L'ENCÉPHALE Structure et description Iconographique. Du cerveau, du cervelet et du bulbe. Avec atlas de 59 planches en glyptographie. Préface de M. le Professeur Vulpian. Paris, Librairie J. B. Bailliére et Fils. 19, Rue Hautefeuille...44
1886. Mixed set, together two volumes, text and atlas, small folio; text: pp. viii, 160; atlas: pp. [iv], with 59 glyptographs numbered A-D and I-LV; front free endpaper and half-title of text volume with some marginal dampstaining, lightly browned throughout with occasional light spotting and foxing, but otherwise generally clean; atlas also somewhat browned throughout due to paper quality, fore-edge of planche A nicked with japanese paper repairs to verso, and with library stamp on half-title ‘Royal College of Surgeons Library Ireland’; text volume bound in recent black cloth, with new morocco label on spine lettered in gilt, with the original printed wrappers bound in (dampstained and with signs of repairs), atlas volume in contemporary blue cloth, neatly rebacked preserving much of original spine, with new endpapers, and inner hinges strengthened, upper cover ruled and lettered in blind and gilt, covers slightly stained, extremities lightly rubbed and worn, mainly at corners. Uncommon first edition of notable work of neuro-anatomy by Émile Alexandre Gavoy (1836- ca 1896), with 59 striking life-sized plates drawn from nature by the author and printed using a method of etching called glyptography.
Gavoy received his medical doctorate in Strasbourg and made a career as a military doctor, and indeed was to publish a number of works relating to military medicine, most notably his account of his experiences during 1870-1871, Étude de faits de guerre. Le service de santé militaire en 1870. Hier, aujourd'hui, demain. (1894).
It is for his neuro-anatomical works, however, for which he is perhaps best remembered, having carried out numerous researches in this field throughout his career. In 1882 he published his Atlas d’Anatomie Topographique du cerveau et des localisations cérébrales’, containing 18 life-sized chromolithograph plates of the brain, and for which he obtained an honorable mention at the Montyon Prize.
The present work includes a highly complimentary prefatory letter from the noted French neurologist Professor Alfred Vulpian (1826-1887), who writes: ‘You have done an important work here, not only by the number and the beauty of the figures, but also and above all by the evident sincerity with which you have reproduced the texture of the brain.

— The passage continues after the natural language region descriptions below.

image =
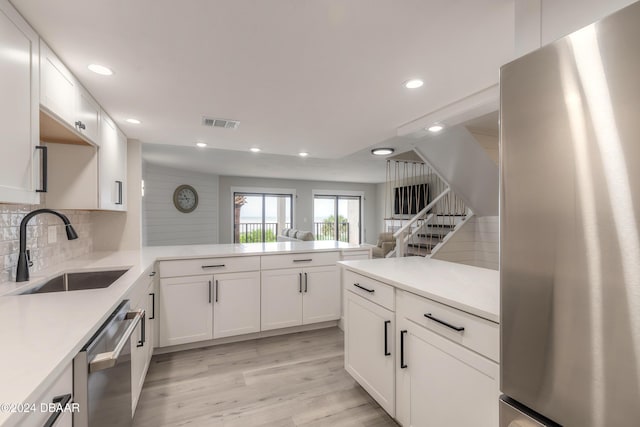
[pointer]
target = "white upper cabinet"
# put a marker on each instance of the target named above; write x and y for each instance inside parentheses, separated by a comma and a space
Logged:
(59, 91)
(112, 166)
(88, 113)
(19, 86)
(64, 98)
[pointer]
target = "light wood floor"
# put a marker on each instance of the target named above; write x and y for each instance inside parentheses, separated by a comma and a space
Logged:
(291, 380)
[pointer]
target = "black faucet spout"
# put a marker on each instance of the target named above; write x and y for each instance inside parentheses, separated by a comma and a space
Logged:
(22, 271)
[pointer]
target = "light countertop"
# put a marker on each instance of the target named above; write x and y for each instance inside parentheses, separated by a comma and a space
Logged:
(472, 289)
(41, 333)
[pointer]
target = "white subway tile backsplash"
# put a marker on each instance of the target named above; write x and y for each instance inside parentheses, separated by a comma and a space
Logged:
(43, 253)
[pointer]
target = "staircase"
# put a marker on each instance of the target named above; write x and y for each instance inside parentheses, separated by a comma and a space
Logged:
(420, 234)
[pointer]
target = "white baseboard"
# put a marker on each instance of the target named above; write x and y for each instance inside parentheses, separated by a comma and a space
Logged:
(247, 337)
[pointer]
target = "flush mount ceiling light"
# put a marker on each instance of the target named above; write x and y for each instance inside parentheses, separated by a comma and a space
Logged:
(413, 83)
(382, 151)
(100, 69)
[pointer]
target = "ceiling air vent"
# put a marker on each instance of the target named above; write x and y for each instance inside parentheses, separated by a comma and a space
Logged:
(220, 123)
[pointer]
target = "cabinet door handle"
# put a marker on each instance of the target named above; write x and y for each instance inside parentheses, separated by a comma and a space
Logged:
(45, 169)
(357, 285)
(402, 364)
(119, 202)
(60, 403)
(212, 266)
(386, 338)
(153, 305)
(442, 322)
(143, 337)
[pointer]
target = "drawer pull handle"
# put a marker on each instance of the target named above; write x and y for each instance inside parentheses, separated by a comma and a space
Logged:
(153, 305)
(61, 403)
(143, 332)
(402, 364)
(44, 169)
(386, 338)
(213, 266)
(442, 322)
(357, 285)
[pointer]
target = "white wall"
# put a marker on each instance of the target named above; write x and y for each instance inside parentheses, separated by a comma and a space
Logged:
(562, 17)
(476, 243)
(117, 231)
(163, 224)
(490, 144)
(303, 205)
(464, 164)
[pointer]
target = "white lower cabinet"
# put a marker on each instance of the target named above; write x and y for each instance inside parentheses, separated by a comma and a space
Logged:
(369, 348)
(142, 342)
(299, 296)
(186, 310)
(236, 308)
(199, 308)
(441, 383)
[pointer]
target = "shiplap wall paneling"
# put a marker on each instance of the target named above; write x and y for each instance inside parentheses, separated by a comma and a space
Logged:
(163, 223)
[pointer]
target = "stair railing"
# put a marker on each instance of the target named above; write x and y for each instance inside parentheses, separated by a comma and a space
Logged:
(410, 228)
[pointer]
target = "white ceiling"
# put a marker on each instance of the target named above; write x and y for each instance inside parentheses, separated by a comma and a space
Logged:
(362, 166)
(323, 76)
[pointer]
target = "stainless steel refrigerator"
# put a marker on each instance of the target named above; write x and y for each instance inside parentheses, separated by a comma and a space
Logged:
(569, 221)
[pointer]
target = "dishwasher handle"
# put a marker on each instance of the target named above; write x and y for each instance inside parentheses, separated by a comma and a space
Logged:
(108, 359)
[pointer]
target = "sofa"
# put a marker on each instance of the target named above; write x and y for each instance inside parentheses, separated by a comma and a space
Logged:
(386, 243)
(294, 235)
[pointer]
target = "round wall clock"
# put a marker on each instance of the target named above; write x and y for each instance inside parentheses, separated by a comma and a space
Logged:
(185, 198)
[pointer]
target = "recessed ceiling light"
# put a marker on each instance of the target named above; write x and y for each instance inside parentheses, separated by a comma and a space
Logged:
(100, 69)
(413, 83)
(382, 151)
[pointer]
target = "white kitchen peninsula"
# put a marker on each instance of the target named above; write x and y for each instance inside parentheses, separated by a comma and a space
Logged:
(42, 333)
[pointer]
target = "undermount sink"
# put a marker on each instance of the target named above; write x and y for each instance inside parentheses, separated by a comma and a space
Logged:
(79, 281)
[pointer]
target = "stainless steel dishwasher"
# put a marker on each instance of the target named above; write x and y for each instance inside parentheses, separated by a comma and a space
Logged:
(102, 372)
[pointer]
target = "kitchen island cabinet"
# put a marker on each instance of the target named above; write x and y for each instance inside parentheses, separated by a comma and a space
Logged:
(445, 348)
(79, 314)
(298, 295)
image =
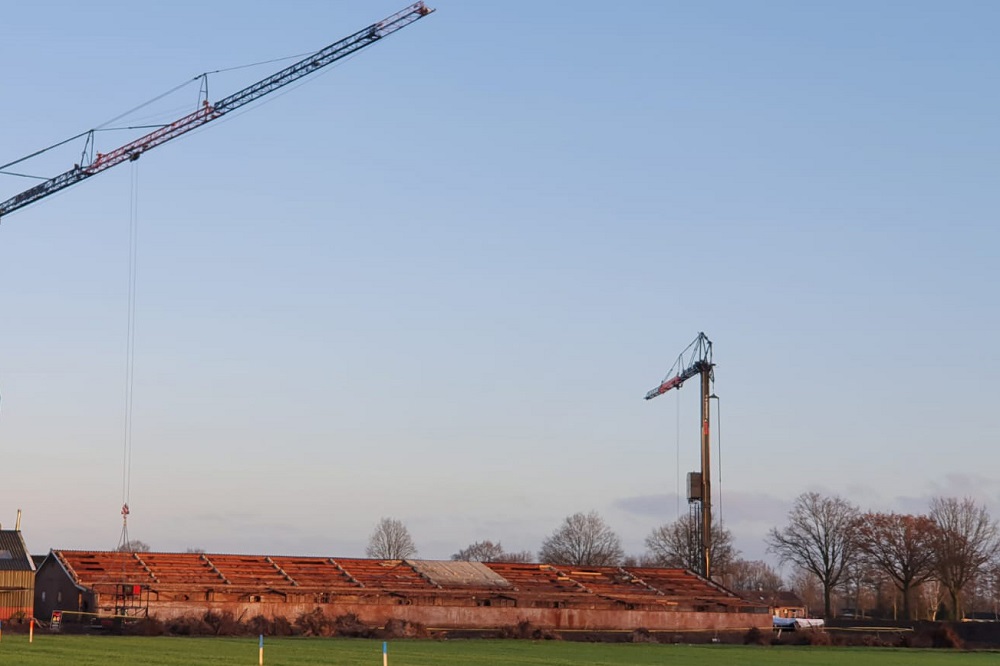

I admire the talent and the prodigious amount of work of which these plates are indisputable proof; I am even more seduced by the personal character of these plates... It is not difficult to recognize that you have done better in many ways than your predecessors’. A contemporary advertisement in L’Encéphal: journal des maladies mentales et nerveuses, p. 256, reveals that the work was originally available for purchase in five parts.